Building their first prototype
Siddhant and Deepansh share their journey, “Our journey has been a roller coaster ride. When we initially got the idea of BCI - brain-computer interface, the first challenge was to get access to the EEG data, and because this field is narrow in terms of research, there is no publicly available database for EEG. So the only way for us was to get our own EEG device. We pitched our college for funding but at that point, we were told that the thing we want to buy is very ambitious so we went to Nagpur for a competition, the only expenditure we did was Rs 500/- on the travel ticket and we happen to win it and we received a cash price of Rs. 45,000/-. Now the cheapest EEG costs Rs. 96,000/-. So the only way forward was to design it ourselves. So we checked the internet, did some research, took help from open communities, and then we developed our first prototype of the headset which was able to capture the EEG signals, and that costed us Rs. 18,000/- and it had the same capabilities as the one costing Rs. 96,000/- had. We used that to create a new concept that was controlling a robotic arm, just one action based on your focus levels, the harder you focus, the more the arm rotates. So that is how we started out and we continue our journey by going to many competitions and putting back the cash prize money into the company. So now we are ready and the prototypes are ready and we can bring this into the market and show it to the world, so we started looking for investment and we found it from Hostel Fund and Bit spark which is founded by the BITS alumni,” they say.

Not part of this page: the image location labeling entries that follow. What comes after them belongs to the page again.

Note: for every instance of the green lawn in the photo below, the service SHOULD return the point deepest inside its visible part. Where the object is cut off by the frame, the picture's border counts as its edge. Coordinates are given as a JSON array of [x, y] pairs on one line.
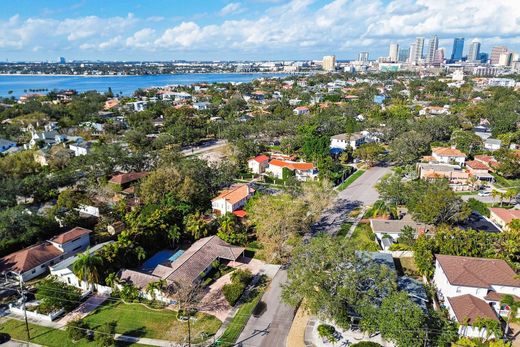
[[237, 324], [350, 179], [363, 238], [137, 320], [46, 336]]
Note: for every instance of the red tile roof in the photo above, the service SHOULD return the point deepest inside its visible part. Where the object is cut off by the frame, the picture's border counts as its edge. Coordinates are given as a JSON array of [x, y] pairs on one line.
[[127, 177], [292, 165], [506, 215], [70, 235], [29, 258], [477, 272], [468, 309]]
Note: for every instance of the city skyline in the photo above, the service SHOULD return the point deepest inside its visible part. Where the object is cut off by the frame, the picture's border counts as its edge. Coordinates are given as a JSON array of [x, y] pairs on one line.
[[244, 30]]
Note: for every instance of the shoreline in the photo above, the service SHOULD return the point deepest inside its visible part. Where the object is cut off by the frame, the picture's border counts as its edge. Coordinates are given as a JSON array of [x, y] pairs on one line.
[[172, 74]]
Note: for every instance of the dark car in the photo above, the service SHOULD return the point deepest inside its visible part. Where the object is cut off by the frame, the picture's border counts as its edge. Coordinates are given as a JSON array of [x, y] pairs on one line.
[[4, 338]]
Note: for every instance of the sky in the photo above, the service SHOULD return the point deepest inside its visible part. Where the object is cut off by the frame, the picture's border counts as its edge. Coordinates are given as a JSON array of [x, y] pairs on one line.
[[129, 30]]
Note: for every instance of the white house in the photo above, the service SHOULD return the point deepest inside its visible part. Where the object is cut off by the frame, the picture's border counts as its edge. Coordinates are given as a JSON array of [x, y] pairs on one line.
[[302, 171], [231, 199], [492, 144], [343, 141], [64, 272], [34, 261], [471, 288], [448, 155], [258, 164]]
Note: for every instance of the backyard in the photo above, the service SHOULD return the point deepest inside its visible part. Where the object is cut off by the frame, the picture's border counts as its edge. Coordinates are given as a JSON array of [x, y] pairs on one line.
[[47, 336], [159, 324]]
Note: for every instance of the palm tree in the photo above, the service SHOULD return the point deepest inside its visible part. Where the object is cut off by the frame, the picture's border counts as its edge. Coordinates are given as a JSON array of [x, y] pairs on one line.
[[87, 267]]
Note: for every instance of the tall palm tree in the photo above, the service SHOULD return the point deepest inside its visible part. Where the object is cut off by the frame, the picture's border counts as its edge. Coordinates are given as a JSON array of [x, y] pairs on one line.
[[88, 267]]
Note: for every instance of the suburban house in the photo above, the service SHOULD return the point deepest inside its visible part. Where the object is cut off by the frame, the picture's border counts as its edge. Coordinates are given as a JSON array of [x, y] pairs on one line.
[[457, 177], [471, 288], [33, 261], [231, 199], [388, 231], [64, 271], [301, 110], [302, 171], [502, 216], [492, 144], [343, 141], [448, 155], [6, 144], [258, 164], [188, 267], [479, 170]]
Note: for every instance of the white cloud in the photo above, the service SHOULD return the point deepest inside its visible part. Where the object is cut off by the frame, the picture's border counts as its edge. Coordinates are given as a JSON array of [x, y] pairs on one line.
[[231, 8]]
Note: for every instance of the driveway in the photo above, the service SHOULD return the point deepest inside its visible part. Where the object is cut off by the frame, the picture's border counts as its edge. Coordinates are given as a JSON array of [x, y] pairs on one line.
[[358, 194], [271, 328]]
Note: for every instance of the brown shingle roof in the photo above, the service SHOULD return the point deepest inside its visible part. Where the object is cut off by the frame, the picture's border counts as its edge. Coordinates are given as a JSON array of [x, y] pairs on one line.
[[468, 308], [127, 177], [29, 258], [235, 193], [477, 272], [70, 235]]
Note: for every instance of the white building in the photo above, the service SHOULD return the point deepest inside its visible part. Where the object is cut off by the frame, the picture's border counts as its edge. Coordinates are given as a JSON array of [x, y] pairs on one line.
[[231, 199], [471, 288]]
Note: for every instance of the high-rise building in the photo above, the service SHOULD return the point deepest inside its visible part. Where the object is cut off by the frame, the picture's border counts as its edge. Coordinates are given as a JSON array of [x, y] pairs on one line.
[[505, 59], [439, 56], [403, 55], [474, 51], [363, 56], [329, 63], [496, 52], [418, 50], [393, 54], [432, 48], [458, 48]]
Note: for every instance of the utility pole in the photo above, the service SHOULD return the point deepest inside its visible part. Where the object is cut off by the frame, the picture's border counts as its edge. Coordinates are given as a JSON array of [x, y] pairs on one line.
[[24, 309]]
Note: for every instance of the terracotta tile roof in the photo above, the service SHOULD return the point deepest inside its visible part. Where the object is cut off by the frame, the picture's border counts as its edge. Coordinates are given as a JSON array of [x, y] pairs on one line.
[[477, 272], [291, 165], [127, 177], [506, 215], [494, 296], [448, 151], [235, 193], [260, 158], [29, 258], [477, 165], [468, 308], [70, 235]]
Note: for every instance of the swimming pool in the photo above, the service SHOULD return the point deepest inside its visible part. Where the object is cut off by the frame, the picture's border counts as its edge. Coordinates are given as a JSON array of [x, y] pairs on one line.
[[161, 257]]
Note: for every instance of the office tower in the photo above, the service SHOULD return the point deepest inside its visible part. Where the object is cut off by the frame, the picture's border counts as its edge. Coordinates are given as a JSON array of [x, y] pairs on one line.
[[394, 52], [474, 51], [458, 48], [505, 59], [432, 48], [496, 52], [329, 63], [412, 57], [363, 56], [403, 55], [439, 56]]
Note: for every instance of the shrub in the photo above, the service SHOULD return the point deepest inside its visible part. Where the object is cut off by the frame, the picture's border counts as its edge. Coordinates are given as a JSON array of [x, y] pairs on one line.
[[242, 276], [104, 335], [232, 292], [327, 332], [77, 329]]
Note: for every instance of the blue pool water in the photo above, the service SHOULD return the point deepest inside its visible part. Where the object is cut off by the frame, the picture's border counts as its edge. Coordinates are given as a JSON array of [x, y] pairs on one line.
[[161, 257]]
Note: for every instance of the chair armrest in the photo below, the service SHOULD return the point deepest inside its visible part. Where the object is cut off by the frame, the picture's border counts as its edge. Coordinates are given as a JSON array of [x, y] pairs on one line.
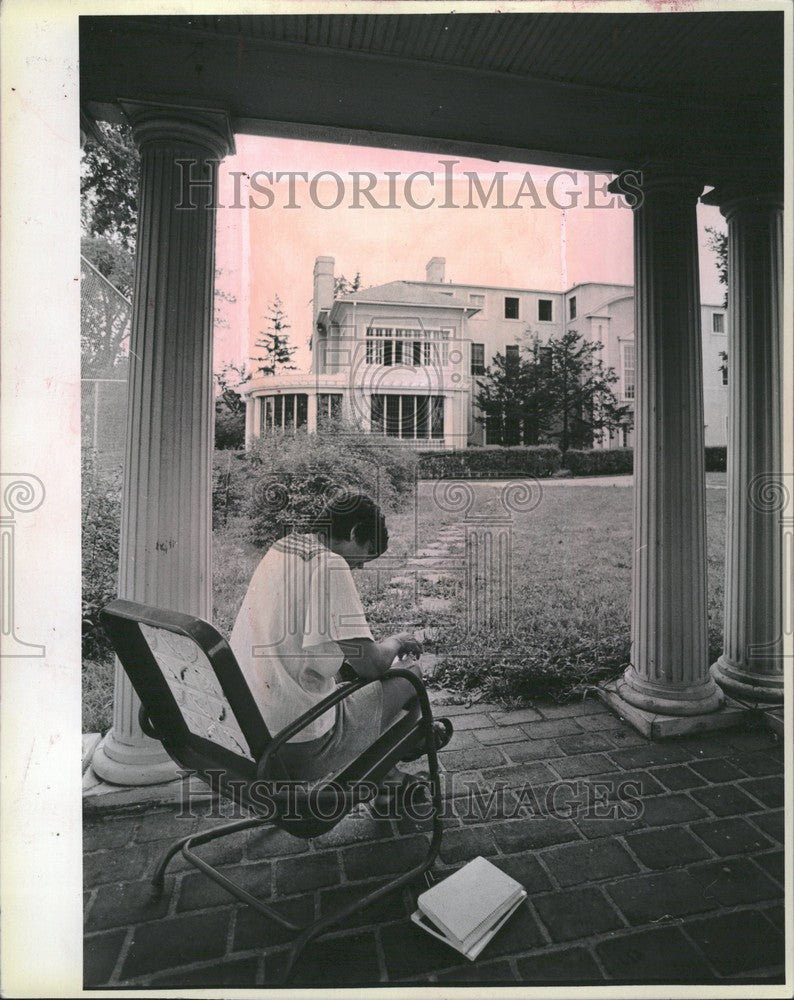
[[343, 691], [146, 724]]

Idea is to help people with disability
Siddhant throws light on the matter, “I am from a defense background and I have been to the army hospital multiple times in my childhood. The biggest ailment I saw there was amputation and it stayed in my subconscious brain for years. I also have been working with robotics since a young age says 7th grade onwards. The ideas revolved around creating systems to help people with disabilities. Then I met Deepansh at BIT Pilani and we saw a TED talk by Greg Gage on youtube and there he was talking about EMG, which is an imitation from muscles so we went ahead and studied more about it. EMG has a lot of problems when it comes to working with the prosthetic arm and because of those problems we do not see every amputee with a prosthetic arm cause they are not feasible so we thought of why not take the controlling messages from the brain rather than muscles and that is how the idea came to us and when we talk about the scope of this technology, it can control literally any technological device like Alexa, a wheelchair, prosthetic arm, etc. And since we are continuously monitoring the EEG signals we are also able to predict the emotions, the moves, give you feedback on your mental health and overall on anxiety and depression levels of the day-to-day life,” he says.
NexStem to be a level up in the field of Healthcare
Siddhant and Deepansh share their thoughts on NextStem helping the healthcare industry, “The entire prosthetic arm instead of being an external device becomes an extension of the user itself. It becomes more real for example, a person in a wheelchair won’t require another person to drive him around, and the person can simply think and move around on his own. Next is paralysis, the biggest challenge is that there is a lack of communication between the patient and the doctor. So the patient is unable to communicate their emotions to the doctor by simply moving around a cursor on the keyboard by thinking of it and spell out what he is thinking about and that will create a channel between the doctor and the patient and even his family members. Also, BCI – brain computer-integration can be used for rehabilitation of autistic patients and it is able to predict epileptic seizures 1 hour before it sets in and of course, the mental health aspects are also there, we know what you think, we know what you feel, concentration, stress levels, and much more can be known,” they say.